Dr. Laurel Lampela is an Associate Professor who teaches courses in the History of Art Education, Secondary Art Methods, Studio Art in the Schools - Printmaking, and Feminism and Art. She has been on the faculty at UNM since August 2001. Previously she was Associate Professor in the Department of Art at Cleveland State University, Cleveland, Ohio for 10 years and an Assistant Professor in the Department of Art at Marshall University for one year. Dr. Lampela is co-editor of "From Our Voices: Art Educators Speak Out About LGBT Issues" [Lampela, L. & Check, E., (Eds.), 2003, Kendall- Hunt Publishers]. She has published a book chapter in "Realworld Readings in Art Education: Things Your Professors Never Told You" (2000, Falmer Press) and numerous articles in "Studies in Art Education," "Art Education," and "Taboo: A Journal of Culture and Education." Dr. Lampela is the co-founder of the Lesbian, Gay, Bisexual, and Transgendered Issues Caucus of the National Art Education Association.
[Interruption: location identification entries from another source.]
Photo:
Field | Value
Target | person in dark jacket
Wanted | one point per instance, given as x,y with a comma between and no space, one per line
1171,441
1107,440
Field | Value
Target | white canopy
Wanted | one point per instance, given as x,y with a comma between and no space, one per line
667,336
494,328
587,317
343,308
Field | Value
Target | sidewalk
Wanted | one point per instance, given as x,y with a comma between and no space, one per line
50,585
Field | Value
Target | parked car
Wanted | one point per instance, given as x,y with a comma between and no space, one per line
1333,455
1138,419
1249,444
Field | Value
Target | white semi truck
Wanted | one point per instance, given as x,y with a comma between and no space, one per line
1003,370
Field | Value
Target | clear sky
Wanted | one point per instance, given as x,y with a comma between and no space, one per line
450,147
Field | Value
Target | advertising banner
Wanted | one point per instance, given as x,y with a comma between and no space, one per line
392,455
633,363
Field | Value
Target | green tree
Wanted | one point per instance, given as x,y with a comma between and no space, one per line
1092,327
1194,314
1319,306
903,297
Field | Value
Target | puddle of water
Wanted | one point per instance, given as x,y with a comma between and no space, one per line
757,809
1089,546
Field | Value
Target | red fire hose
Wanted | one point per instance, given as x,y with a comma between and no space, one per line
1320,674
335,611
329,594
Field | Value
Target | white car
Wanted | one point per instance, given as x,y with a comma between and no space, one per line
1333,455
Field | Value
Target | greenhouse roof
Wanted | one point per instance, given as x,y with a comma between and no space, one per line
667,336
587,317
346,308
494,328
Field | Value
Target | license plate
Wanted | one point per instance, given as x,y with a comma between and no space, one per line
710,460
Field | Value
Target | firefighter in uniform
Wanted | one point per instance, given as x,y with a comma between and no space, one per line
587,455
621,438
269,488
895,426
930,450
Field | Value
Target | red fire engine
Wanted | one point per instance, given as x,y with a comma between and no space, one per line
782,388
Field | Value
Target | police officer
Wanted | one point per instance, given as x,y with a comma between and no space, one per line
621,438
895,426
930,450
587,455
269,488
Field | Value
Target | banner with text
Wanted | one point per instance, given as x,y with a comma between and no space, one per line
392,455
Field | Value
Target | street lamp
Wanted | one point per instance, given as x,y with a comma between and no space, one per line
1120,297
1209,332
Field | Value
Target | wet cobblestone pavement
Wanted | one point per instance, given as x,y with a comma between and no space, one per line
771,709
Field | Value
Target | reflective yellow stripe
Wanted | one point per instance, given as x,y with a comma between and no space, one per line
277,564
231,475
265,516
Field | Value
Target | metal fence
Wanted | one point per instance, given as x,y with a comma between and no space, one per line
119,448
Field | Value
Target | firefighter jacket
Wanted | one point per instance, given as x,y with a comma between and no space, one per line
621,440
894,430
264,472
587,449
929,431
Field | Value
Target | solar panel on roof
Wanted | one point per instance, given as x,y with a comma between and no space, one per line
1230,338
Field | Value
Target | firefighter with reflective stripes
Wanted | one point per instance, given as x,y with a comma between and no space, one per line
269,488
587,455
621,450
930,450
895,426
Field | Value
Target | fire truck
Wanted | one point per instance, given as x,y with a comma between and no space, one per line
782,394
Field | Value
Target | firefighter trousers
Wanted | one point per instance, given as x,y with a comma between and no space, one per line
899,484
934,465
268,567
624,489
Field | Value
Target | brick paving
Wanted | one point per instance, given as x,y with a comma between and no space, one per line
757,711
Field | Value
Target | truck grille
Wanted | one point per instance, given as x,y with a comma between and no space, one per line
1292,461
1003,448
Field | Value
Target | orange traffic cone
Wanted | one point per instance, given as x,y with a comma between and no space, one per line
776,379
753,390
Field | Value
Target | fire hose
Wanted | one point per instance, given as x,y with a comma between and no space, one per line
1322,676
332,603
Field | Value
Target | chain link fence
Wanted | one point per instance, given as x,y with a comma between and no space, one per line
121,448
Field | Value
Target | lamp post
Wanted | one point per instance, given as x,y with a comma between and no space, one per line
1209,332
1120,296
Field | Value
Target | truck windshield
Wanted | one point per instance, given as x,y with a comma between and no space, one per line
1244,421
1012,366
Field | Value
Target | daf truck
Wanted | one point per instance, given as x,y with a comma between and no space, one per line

Claudia Mesch teaches 20th- and 21st-century art history and art theory at Arizona State University. Her research and publications have focused on performance-oriented art after 1945. Among other things, she is currently thinking about the appearance of the Queen of Mud and other female sci-fi personas in recent art.

As an undergraduate at Tufts University, Lynne Reed studied in 16 different departments, reflecting her multidisciplinary mind. Graduating in 1978 with a BA in Drama, she focused primarily on theatrical lighting in NYC for many years, fast forwarding through Textile Design, Owner of a Multicultural Spiritual Bookstore, and Teaching in the NYC Public School System. Leaving the fast track, Lynne is currently living at Spiral, a lesbian intentional community, with the time to edit, write and paint. For info on retreat cabins, e-mail spiralwimmin@juno.com.

Gina Wisker is coordinator of Women's Studies at Anglia Polytechnic University in Cambridge, UK where she is also director of learning and teaching development and teaches English literature. Her publications range from postcolonial: Postcolonial and African and American Women's Writing: A Critical Introduction (Macmillan 2000), Insights into Black Women's Writing (Macmillan 1993), to horror and fantasy: It's My Party: Reading Twentieth Century Women's Writing (ed.1994), Fatal Attractions: Rescripting Romance in Contemporary Literature and Film (ed.Lynne Pearce 1998), and several essays on women's vampire fictions in, among others, The Companion to Gothic (ed. David Punter), and on Angela Carter, and she co-edits Spokes, a poetry magazine. She was brought up all over the world , re-visits and travels at every oppportunity and lives in Cambridge UK with her husband, two sons, and two small dogs. She is currently editing a women's horror edition of FEMSPEC.